このうち小型航空機による旅客輸送については,58年に運航を開始した日本エアコミューター(株)をはじめとする4社が主に離島路線で行っており,59年度の輸送実績は17万人となっている。
また,60年3月から筑波研究学園都市で開催された国際科学技術博覧会の期間中に,筑波〜羽田,筑波〜成田等の路線でヘリコプターによる旅客輸送が行われたが,運賃が割高であったこと,利用客が午前中は往路に夕方は復路に集中したため座席利用率が低率であったこと等から,期間中の旅客輸送実績は約2万人にとどまった。
さらに,サービス面における利用者ニーズの多様化に対しては,本年11月から航空においても国鉄グリーン車に相当する特別席が一部路線で導入されている。これはボーイング747型機の2階席において,一般席よりもゆったりとした座席を提供するものであり,機内サービスの充実も図られている。
(2) 我が国航空ネットワークの特徴
(国内線は2眼レフ構造)
我が国の国内線航空ネットワークの最大の特徴は,需要の大多数が東京国際空港と大阪国際空港の2つの空港に集中するいわゆる「2眼レフ構造」となっている点である。
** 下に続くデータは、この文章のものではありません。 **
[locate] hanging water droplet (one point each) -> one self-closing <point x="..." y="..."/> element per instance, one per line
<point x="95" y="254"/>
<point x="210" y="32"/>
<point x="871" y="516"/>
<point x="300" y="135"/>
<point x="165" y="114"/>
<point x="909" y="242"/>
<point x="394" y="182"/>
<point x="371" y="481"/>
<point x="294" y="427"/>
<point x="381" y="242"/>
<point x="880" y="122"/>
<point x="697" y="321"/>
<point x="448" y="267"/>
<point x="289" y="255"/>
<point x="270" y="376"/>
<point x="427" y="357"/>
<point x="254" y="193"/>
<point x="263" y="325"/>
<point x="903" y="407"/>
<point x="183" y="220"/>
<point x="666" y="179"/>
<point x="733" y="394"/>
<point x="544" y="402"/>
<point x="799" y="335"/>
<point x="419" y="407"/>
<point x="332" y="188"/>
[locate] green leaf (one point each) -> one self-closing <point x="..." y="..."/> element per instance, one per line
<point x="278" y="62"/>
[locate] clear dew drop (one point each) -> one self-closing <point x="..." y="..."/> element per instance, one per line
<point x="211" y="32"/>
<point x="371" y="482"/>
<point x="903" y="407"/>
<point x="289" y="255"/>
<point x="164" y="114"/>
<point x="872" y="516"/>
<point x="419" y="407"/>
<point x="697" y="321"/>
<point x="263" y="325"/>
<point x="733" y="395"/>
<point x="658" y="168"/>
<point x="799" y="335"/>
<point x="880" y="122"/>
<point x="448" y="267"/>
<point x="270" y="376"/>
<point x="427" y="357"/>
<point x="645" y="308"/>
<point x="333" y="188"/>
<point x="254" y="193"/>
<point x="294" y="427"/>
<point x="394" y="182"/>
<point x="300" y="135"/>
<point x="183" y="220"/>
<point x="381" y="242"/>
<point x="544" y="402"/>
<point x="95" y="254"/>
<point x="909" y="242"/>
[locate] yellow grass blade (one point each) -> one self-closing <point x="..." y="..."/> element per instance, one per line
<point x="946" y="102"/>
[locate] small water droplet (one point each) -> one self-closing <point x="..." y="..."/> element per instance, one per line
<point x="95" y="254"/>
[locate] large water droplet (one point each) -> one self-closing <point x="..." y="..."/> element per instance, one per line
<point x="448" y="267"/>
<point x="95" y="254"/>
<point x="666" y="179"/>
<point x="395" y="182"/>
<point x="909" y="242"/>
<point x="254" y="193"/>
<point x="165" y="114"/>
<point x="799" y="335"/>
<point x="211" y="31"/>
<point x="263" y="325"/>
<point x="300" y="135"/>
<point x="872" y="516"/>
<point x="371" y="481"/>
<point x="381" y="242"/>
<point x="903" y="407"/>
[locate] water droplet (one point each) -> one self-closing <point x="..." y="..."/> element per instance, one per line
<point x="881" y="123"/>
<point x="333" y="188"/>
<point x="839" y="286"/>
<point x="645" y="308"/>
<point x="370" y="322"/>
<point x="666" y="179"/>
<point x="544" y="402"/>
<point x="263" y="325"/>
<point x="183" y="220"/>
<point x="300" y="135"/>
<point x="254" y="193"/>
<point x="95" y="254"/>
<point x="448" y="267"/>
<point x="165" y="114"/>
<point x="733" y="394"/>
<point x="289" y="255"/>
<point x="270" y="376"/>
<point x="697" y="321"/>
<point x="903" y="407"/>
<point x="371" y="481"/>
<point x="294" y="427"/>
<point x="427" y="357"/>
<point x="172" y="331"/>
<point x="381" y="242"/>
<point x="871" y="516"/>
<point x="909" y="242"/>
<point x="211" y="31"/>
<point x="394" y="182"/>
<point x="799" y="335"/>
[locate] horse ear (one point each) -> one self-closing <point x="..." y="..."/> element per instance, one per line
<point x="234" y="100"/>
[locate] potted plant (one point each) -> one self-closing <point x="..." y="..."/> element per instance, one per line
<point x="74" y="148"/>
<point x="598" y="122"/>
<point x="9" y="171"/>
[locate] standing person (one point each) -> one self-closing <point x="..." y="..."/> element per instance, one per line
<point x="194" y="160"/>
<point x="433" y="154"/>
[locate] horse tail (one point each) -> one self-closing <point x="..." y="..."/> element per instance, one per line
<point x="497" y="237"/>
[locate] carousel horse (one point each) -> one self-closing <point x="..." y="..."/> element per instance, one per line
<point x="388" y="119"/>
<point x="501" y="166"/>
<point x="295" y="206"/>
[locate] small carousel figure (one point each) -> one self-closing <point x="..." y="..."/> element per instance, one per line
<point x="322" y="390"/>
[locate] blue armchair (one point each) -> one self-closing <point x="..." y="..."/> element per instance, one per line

59年度の実績では,国内線旅客のうち東京国際空港を利用した旅客は56.2%(50年度51.7%),大阪国際空港を利用した旅客は30.3%(同37.6%)である。このうち,東京〜大阪線の利用客が8.0%(同9.7%)であることから,東京又は大阪の少なくとも一方の空港を利用した旅客は78.5%(同79.6%)に上っており,環境対策上の運用制限等により,大阪国際空港のシェアは減少しつつあるものの,旅客はこの2つの空港に集中している 〔6−3−4図〕。
とくに,東京と大阪,千歳,福岡,那覇の4空港以外の空港とを結ぶ路線は,近年,国内線旅客におけるシェアを拡大しつつあり,59年度において26.9%(同16.9%)となっている。
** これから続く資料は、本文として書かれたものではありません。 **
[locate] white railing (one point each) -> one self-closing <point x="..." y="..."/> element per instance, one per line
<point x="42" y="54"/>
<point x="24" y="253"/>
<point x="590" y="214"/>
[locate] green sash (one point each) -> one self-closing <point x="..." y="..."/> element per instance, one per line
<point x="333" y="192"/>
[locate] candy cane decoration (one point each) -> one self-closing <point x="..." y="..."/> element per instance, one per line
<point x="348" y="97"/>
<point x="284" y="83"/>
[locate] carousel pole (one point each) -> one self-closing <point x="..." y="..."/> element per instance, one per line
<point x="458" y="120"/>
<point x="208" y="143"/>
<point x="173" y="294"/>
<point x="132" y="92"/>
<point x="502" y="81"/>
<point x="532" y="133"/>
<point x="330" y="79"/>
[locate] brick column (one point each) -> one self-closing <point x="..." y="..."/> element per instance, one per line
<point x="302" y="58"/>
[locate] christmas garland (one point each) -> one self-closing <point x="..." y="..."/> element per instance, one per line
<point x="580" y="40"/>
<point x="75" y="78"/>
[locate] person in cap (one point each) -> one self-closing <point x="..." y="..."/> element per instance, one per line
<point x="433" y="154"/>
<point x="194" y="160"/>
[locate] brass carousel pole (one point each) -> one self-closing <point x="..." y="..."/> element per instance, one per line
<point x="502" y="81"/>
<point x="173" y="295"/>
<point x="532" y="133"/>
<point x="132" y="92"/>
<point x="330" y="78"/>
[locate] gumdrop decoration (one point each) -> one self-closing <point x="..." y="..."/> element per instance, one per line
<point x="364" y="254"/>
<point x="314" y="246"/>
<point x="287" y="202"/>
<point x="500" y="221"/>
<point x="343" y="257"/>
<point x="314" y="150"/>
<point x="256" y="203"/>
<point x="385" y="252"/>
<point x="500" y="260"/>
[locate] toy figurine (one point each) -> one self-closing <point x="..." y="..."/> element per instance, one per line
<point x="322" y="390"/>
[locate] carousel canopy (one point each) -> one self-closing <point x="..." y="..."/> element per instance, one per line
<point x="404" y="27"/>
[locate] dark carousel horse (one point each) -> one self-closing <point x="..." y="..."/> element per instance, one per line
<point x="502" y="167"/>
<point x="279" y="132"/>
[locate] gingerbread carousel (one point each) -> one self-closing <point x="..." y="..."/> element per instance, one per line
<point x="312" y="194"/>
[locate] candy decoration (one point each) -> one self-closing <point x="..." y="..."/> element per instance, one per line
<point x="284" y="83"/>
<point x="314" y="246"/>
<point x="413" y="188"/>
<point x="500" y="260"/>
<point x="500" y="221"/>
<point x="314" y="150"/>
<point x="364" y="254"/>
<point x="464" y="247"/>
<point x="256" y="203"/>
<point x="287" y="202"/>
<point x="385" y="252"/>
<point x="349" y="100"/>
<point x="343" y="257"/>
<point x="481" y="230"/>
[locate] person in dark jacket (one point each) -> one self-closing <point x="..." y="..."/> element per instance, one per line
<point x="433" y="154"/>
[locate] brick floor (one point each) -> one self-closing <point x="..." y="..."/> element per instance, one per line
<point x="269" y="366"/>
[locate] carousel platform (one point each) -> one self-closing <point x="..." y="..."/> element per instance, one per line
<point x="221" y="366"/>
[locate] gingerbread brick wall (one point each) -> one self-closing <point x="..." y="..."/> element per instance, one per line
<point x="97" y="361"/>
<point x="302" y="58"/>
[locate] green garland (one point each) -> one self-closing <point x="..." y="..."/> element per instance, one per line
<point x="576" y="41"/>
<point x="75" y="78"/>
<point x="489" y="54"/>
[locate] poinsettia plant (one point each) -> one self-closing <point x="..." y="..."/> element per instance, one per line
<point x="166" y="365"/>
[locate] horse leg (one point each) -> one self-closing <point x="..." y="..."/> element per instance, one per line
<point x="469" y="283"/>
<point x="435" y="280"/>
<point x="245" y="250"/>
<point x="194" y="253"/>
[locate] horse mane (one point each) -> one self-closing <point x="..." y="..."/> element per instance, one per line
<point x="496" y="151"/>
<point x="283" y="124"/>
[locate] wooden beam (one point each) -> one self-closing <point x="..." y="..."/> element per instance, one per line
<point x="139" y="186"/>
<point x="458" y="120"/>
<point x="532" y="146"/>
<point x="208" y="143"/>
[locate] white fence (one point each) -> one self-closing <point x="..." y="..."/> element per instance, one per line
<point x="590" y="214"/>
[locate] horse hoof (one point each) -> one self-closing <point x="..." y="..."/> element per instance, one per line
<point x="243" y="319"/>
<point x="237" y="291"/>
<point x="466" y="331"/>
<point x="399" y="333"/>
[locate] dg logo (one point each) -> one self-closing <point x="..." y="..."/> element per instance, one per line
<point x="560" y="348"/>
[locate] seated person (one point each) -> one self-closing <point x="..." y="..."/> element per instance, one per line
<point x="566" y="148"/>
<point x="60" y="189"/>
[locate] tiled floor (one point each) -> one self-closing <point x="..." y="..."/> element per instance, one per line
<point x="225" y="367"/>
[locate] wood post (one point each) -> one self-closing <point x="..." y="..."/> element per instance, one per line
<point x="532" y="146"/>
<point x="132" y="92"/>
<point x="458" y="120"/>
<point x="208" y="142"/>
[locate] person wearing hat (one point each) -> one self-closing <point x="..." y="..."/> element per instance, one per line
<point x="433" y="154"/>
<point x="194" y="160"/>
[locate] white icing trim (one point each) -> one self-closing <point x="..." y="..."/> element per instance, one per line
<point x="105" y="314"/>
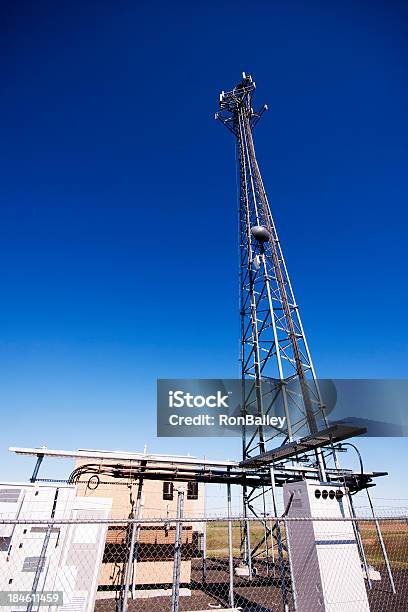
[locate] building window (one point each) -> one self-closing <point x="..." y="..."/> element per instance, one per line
<point x="168" y="490"/>
<point x="192" y="490"/>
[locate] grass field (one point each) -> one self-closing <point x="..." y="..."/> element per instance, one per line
<point x="395" y="536"/>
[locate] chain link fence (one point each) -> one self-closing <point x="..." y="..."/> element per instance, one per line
<point x="204" y="564"/>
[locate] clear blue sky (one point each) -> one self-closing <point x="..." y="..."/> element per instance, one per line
<point x="118" y="229"/>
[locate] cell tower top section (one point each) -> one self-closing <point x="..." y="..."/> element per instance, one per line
<point x="238" y="98"/>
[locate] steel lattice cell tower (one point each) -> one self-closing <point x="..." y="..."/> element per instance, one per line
<point x="273" y="343"/>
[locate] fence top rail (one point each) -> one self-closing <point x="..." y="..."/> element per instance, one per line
<point x="213" y="519"/>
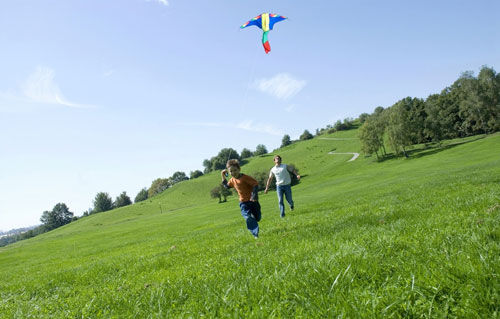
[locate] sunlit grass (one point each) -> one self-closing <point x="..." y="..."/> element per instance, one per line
<point x="415" y="237"/>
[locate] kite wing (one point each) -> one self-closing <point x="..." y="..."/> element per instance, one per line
<point x="265" y="22"/>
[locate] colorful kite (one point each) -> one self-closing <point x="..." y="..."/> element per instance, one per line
<point x="266" y="22"/>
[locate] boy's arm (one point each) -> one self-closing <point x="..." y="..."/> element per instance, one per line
<point x="224" y="181"/>
<point x="255" y="194"/>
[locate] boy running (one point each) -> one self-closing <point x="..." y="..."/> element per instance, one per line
<point x="247" y="188"/>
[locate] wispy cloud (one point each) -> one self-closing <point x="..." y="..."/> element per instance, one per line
<point x="261" y="128"/>
<point x="162" y="2"/>
<point x="290" y="108"/>
<point x="245" y="125"/>
<point x="40" y="87"/>
<point x="282" y="86"/>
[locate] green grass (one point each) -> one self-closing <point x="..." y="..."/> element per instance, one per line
<point x="415" y="237"/>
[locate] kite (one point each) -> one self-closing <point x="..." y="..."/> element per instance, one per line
<point x="266" y="22"/>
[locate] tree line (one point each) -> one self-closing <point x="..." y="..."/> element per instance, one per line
<point x="470" y="106"/>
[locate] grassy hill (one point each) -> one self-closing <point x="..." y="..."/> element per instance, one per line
<point x="415" y="237"/>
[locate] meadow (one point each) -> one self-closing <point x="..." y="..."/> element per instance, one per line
<point x="413" y="237"/>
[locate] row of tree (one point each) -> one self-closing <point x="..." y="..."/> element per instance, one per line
<point x="470" y="106"/>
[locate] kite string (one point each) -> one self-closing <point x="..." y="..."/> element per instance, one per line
<point x="252" y="74"/>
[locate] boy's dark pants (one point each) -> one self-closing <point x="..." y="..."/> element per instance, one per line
<point x="247" y="210"/>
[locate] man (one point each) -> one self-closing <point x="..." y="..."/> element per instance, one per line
<point x="283" y="180"/>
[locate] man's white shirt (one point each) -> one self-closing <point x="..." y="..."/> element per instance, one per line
<point x="282" y="175"/>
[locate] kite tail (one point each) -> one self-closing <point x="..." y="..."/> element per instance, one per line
<point x="265" y="42"/>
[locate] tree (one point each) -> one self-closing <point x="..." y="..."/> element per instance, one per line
<point x="306" y="136"/>
<point x="122" y="200"/>
<point x="57" y="217"/>
<point x="219" y="161"/>
<point x="260" y="150"/>
<point x="102" y="203"/>
<point x="178" y="177"/>
<point x="400" y="129"/>
<point x="286" y="141"/>
<point x="370" y="141"/>
<point x="158" y="186"/>
<point x="363" y="117"/>
<point x="246" y="153"/>
<point x="141" y="196"/>
<point x="195" y="174"/>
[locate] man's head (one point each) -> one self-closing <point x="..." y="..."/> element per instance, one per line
<point x="233" y="166"/>
<point x="277" y="159"/>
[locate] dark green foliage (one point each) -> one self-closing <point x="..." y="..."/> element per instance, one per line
<point x="122" y="200"/>
<point x="286" y="141"/>
<point x="306" y="136"/>
<point x="57" y="217"/>
<point x="470" y="106"/>
<point x="195" y="174"/>
<point x="363" y="117"/>
<point x="141" y="196"/>
<point x="102" y="203"/>
<point x="260" y="150"/>
<point x="178" y="177"/>
<point x="343" y="126"/>
<point x="246" y="153"/>
<point x="219" y="162"/>
<point x="158" y="186"/>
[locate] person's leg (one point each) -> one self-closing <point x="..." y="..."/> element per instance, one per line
<point x="252" y="224"/>
<point x="256" y="212"/>
<point x="279" y="191"/>
<point x="288" y="195"/>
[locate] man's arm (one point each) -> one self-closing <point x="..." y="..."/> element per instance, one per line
<point x="268" y="182"/>
<point x="293" y="171"/>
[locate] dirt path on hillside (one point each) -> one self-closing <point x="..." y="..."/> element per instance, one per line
<point x="355" y="155"/>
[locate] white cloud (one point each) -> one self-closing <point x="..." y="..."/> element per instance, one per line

また,航空ネットワークについては,59年度に札幌〜那覇,小松〜仙台等5路線が開設され,60年度に入り,名古屋〜花巻,函館〜秋田の2路線が開設されている。
(国際線も東京・大阪に集中)
さらに,国際航空路線も多くが東京及び大阪の国際空港に集中しており,59年度実績では,国際線旅客のうち,新東京国際空港及び東京国際空港の利用旅客は70.8%,大阪国際空港の利用旅客は20.6%であり,これらの国際空港を利用する旅客は全旅客の91.4%にも上っている。
(3) 空港整備の進捗状況
(進展するジェット化)
前述のような航空需要の増大に対処するほか,航空交通の安全確保を図り,環境保全の要請に応えるため,空港整備の推進,航空保安施設等の整備,空港周辺環境対策の推進を図る観点から,42年度以来,「空港整備五箇年計画」を策定し,計画的に空港整備事業が進められてきた。現行の第4次空港整備五箇年計画(計画期間56〜60年度,投資計画額1兆7,100億円)は60年度をもって終了するが,60年11月現在で定期輸送の行われている空港は72(うちジェット化空港39)となっており,空港数の5割,路線数の6割,旅客数の9割がジェット化のメリットを享受している 〔6−3−5図〕。
(4) 今後の空港整備の方向
(今後の課題)
航空輸送は,今後とも我が国経済社会の国際化の進展,国民の所得水準の向上,高速性志向の高まり等を背景として着実にその役割が拡大していくものと考えられる。現行の第4次空港整備五箇年計画が昭和60年度をもって終了することから,今後の空港整備の課題について,現在,航空審議会等の場で検討しているところであるが,基本的には,今後,次のような方針で空港整備に取り組むこととしている。
ア 3大プロジェクトの推進
国際及び国内航空路線の東京及び大阪への集中,環境対策上の運用制限等のため,新東京国際空港,東京国際空港及び大阪国際空港の3空港は既に利用の限界に達しつつあり,このまま推移すれば,今後,日本の国際及び国内航空ネットワークの健全な発展を阻害するあい路となることが予想される。このため,当面は,事業が本格化することとなる関西国際空港の整備,新東京国際空港の整備及び東京国際空港の沖合展開のいわゆる「3大プロジェクト」を最重点課題として推進することとする。
イ 一般空港の整備
一般空港については,現在実施中の事業が完了すれば,ジェット化,大型化が相当のレベルに達することとなるので,今後とも,継続事業を鋭意推進することに重点を置くとともに,将来の航空需要の増大に対処してジェット化・大型化を図る必要がある既存空港や,航空輸送サービスを享受し得ない地域における新設空港について,需要の動向,地域開発効果等を勘案しつつ,投資効率の高いものから順次整備を進めることとする。
ウ 環境対策の推進
環境対策については,60年度中に希望者に対する住宅防音工事がおおむね完了する見込みであることから,今後は,空港と周辺地域との調和ある発展を図るため,移転の促進による空港と住宅地域との分離,緑地整備による航空機騒音の緩衝,公園等の整備による周辺環境の改善等地域の環境整備を中心とした抜本的な対策に取り組むこととする。
エ 航空保安施設の整備
今後とも増大する航空輸送需要に対処して,航空輸送の安全性の向上と効率性の確保を図るため,従来から進められてきた航空保安システムの近代化を達成させるとともに,新しいシステムの開発・整備を進めることとする。
(収支が厳しい空港整備特別会計)
空港整備事業等については,45年度に「空港整備特別会計」が創設され,一般会計とは別個に経理されている 〔6−3−6図〕。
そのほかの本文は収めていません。